Dichiarazioni che confermano una profonda spaccatura all’interno del Partito democratico sulla strategia da adottare per battere George W. Bush, e d'altronde bastavano le nove candidature in campo a mettere in luce la crisi d’identità sopraggiunta con la fine dell’amministrazione Clinton. Gli osservatori hanno colto tuttavia un elemento di novità in questo improvviso inasprimento dei toni: con le critiche si prende atto del fatto che il candidato di punta è ormai Howard Dean e che Joseph Lieberman, non solo non è più il favorito, ma ha seri problemi con la sua campagna elettorale. Il vantaggio iniziale che i sondaggi gli avevano riconosciuto era legato essenzialmente alla popolarità guadagnata durante le sfortunate presidenziali del 2000, quando correva come vice di Al Gore. L’idea di presentarsi come “un Bush in versione leggera”, che pare presa dalla pubblicità con cui l’industria del tabacco vuol dare a intendere che certe sigarette fanno meno male alla salute, non ha fatto presa sugli elettori moderati, mentre lo ha fatto identificare come un conservatore da gran parte dei democratici.
Non è un caso che l’ultimo numero di Time e Newsweek abbiano dedicato la copertina ad Howard Dean, l’outsider su cui nessuno avrebbe scommesso un centesimo e che ha scavalcato le candidature forti del partito. “Il governatore Dean, al contrario di molti democratici a Washington, ha capito che l’unico modo per mandare a casa George W. Bush è tenergli testa e coinvolgere più gente possibile nel processo politico”, ha dichiarato una portavoce, sicura che le dichiarazioni di Lieberman si riveleranno un boomerang.
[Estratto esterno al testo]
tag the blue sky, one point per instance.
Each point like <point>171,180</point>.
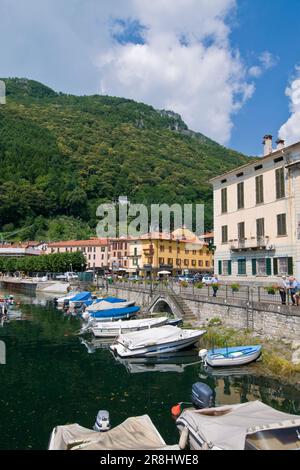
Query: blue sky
<point>271,25</point>
<point>227,66</point>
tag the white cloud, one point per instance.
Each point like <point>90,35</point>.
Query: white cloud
<point>70,46</point>
<point>203,79</point>
<point>267,62</point>
<point>290,131</point>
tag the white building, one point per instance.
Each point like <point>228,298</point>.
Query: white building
<point>257,217</point>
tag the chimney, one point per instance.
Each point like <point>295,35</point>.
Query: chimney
<point>267,142</point>
<point>280,144</point>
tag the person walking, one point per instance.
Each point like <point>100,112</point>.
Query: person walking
<point>215,285</point>
<point>283,286</point>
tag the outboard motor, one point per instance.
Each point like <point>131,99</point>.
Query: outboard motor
<point>102,423</point>
<point>202,395</point>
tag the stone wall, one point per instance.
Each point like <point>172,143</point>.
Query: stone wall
<point>270,320</point>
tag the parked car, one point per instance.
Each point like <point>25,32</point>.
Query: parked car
<point>69,276</point>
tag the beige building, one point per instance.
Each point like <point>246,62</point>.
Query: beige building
<point>95,251</point>
<point>257,217</point>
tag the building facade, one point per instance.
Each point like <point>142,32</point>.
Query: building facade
<point>257,217</point>
<point>169,252</point>
<point>95,251</point>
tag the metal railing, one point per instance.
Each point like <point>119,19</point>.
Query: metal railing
<point>258,294</point>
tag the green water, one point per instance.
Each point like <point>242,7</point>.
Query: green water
<point>51,378</point>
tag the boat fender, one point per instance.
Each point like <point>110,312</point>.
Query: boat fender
<point>183,441</point>
<point>176,410</point>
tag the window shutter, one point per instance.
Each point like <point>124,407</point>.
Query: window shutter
<point>268,266</point>
<point>229,268</point>
<point>275,266</point>
<point>291,266</point>
<point>220,268</point>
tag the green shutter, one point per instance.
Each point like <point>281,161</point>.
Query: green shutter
<point>254,270</point>
<point>275,266</point>
<point>269,266</point>
<point>291,266</point>
<point>220,268</point>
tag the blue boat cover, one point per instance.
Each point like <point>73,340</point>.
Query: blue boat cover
<point>115,312</point>
<point>81,297</point>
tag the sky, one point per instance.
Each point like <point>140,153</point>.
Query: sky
<point>231,68</point>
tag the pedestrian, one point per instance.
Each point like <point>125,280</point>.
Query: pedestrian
<point>215,285</point>
<point>293,288</point>
<point>283,286</point>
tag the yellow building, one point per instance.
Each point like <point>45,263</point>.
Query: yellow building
<point>178,252</point>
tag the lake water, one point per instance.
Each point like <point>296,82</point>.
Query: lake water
<point>53,377</point>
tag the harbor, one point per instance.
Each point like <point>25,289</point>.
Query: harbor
<point>53,376</point>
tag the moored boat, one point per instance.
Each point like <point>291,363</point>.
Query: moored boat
<point>155,341</point>
<point>228,357</point>
<point>113,329</point>
<point>246,426</point>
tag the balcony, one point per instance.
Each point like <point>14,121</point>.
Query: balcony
<point>251,244</point>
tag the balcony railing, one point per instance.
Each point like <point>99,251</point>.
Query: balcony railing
<point>259,243</point>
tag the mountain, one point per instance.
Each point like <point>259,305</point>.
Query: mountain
<point>63,155</point>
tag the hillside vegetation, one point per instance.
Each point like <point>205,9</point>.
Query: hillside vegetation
<point>62,155</point>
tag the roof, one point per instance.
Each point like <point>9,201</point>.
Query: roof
<point>254,160</point>
<point>79,243</point>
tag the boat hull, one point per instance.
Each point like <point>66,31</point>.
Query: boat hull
<point>155,350</point>
<point>116,328</point>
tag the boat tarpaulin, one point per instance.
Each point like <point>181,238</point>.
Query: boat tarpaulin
<point>81,297</point>
<point>137,433</point>
<point>227,427</point>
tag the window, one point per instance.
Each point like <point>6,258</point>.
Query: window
<point>225,234</point>
<point>259,185</point>
<point>224,201</point>
<point>280,187</point>
<point>281,225</point>
<point>240,196</point>
<point>241,231</point>
<point>242,267</point>
<point>261,267</point>
<point>260,229</point>
<point>283,266</point>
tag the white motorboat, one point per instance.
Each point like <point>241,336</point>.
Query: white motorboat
<point>155,341</point>
<point>114,329</point>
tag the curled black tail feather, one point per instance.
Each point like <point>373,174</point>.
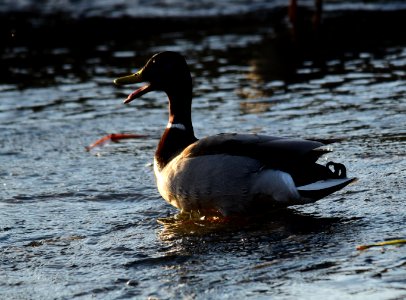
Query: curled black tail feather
<point>339,170</point>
Nonostante gli elettori abbiano dimostrato poca disposizione a versare contributi alla sua campagna, compromettendo seriamente la possibilità di acquistare spazi pubblicitari, Lieberman ostenta una fede incrollabile sulla sua capacità di conquistare le grandi fasce di elettori moderati, di cui si considera il naturale rappresentante. “Condivido la rabbia di tutti gli amici democratici per la direzione sbagliata in cui l’amministrazione Bush ha trascinato la nazione – ha dichiarato – Ma la risposta a quest’ideologia sorpassata ed estremista non può essere un’altra ideologia sorpassata ed estremista”. Lieberman, senza mai citarlo per nome, ha lasciato intendere che il senatore Kerry, un altro contendente in ascesa, non è meglio di Dean: “Qualcuno ha detto no all’eliminazione di Saddam Hussein, è stato ambiguo sulla scelta dell’intervento militare, sia prima che dopo la guerra. Non possiamo permetterci incertezze quando è in gioco la sicurezza del Paese, non possiamo rinunciare all’uso della forza quando sono in pericolo i nostri valori”. Accuse di dubbio gusto, visto che il senatore Kerry ha combattuto in Vietnam ed è stato decorato per meriti di guerra. Il fatto che abbia criticato la rottura con le Nazioni Unite e il mancato tentativo di un accordo diplomatico, agli occhi del moderato Lieberman, che un campo di battaglia lo ha visto solo al cinema, basta a farne una sorta di vigliacco.
L’ultima stoccata l’ha tirata a un altro moderato, l’ex capogruppo alla Camera Dick Gephardt, che nel suo programma elettorale ha inserito una proposta per assicurare una minima copertura sanitaria agli oltre 50 milioni di americani che non possiedono un’assicurazione e che non hanno accesso alle cure mediche fondamentali. “Qualcuno vorrebbe risolvere il problema delle assicurazioni mediche con una legge che verrebbe a costare 2mila miliardi ai contribuenti, sottraendo risorse allo sviluppo, all’educazione, alle forze dell’ordine e ai vigili del fuoco”. Non certo Lieberman, ma allora perché non lasciar fare a Bush?